Post-Orgasmic Illness Syndrome (POIS) is a rare and debilitating condition characterized by systemic and cognitive symptoms following ejaculation. As patients increasingly seek health information from artificial intelligence (AI) tools such as ChatGPT, evaluating the accuracy, consistency, and readability of these responses is especially important in the context of underrecognized conditions like POIS, where patients often encounter limited access to specialist care and evidence-based educational resources. This makes generative AI a likely source of health information, underscoring the need to evaluate the accuracy, consistency, and readability of its outputs. This study assessed the performance of ChatGPT version 4o (ChatGPT-4o) in generating patient-directed responses to POIS-related questions. Sixteen real-world questions were selected across four content domains: epidemiology, treatment, treatment risks, and counseling. Each question was submitted to ChatGPT-4o on two different days using separate accounts.
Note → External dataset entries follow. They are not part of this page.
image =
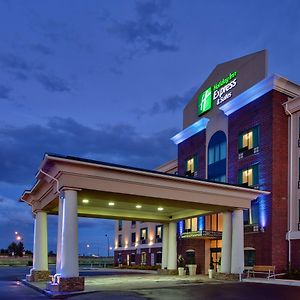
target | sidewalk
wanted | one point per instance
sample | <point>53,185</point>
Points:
<point>273,281</point>
<point>127,283</point>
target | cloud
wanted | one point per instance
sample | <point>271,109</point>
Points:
<point>5,92</point>
<point>22,148</point>
<point>52,83</point>
<point>42,49</point>
<point>150,31</point>
<point>11,209</point>
<point>14,63</point>
<point>170,104</point>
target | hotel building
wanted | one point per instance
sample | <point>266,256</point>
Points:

Responses were independently graded by three English-speaking urologists with expertise in men’s sexual health and andrology using a validated 4-point scale: “correct and comprehensive,” “correct but inadequate,” “mixed correct and incorrect,” and “completely incorrect.” Reproducibility was defined by whether the two responses received the same grading category, and Cohen’s kappa coefficient (κ) was calculated to measure inter-rater agreement. Readability was assessed using the Gunning Fog Index (GFI). ChatGPT-4o demonstrated high performance in the epidemiology and counseling domains, achieving 100% accuracy and 100% reproducibility (κ = 1.00). However, accuracy dropped to 50% in the treatment and risk domains, with lower reproducibility (κ = 0.25). Readability scores worsened significantly from Day 1 to Day 2 across all domains (p < 0.05), indicating a shift toward more linguistically complex, less accessible language. While ChatGPT-4o shows potential in supporting patient education for rare conditions like POIS, its variability in treatment content and elevated language complexity limit its reliability as a stand-alone medical resource. These findings underscore the need for expert oversight and further model refinement before large language models can be safely integrated into clinical patient communication.